Unlike a distributor, direct engagement with customers means we rarely hang up our lab coats after a sale. Every project, whether a one-off run or a multi-year campaign, benefits from shared lessons. Technical support remains close at hand, from process troubleshooting to root-cause analysis of anomalies in the customer’s own process. Whether facing an unforeseen reactivity hurdle or a new regulatory filing, we field questions with real data and practical advice rooted in production experience.

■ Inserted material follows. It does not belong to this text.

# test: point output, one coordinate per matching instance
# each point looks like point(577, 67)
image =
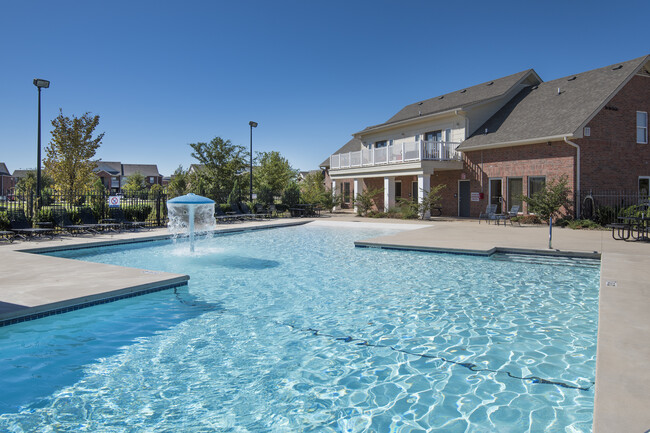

Face-to-face meetings, joint tech-transfer sessions, and site visits cultivate a flow of honest feedback that shortcuts the usual corporate runaround. Problems are anticipated before they scale. At every stage, factory scientists review not only analytical results but how product specifications intersect with the practicalities of a commercial laboratory or production plant.
The world of synthetic intermediates will keep evolving, shaped by changing therapeutic targets, field-testing data, and new standards in green chemistry. Pyridine, 2-(chloromethyl)-4-(trifluoromethyl)- may never be a commodity item, but the expertise to produce it with reproducibility, safety, and responsibility has grown into a specialized craft. Manufacturer experience—across scale-up, real-world purification, environmental control, regulatory adaptation, and direct user collaboration—forms the strongest guarantee of quality.
As we chart routes for future improvements—more sustainable precursors, lower process mass intensity, faster analytical turnaround—contacts in pharma, ag-chem, and custom synthesis industries offer a steady influx of sharp, practical questions. It is this cross-current between manufacturer and user that keeps driving the technical edge, batch by batch, far beyond what a product label, certificate, or web datasheet ever manages to convey.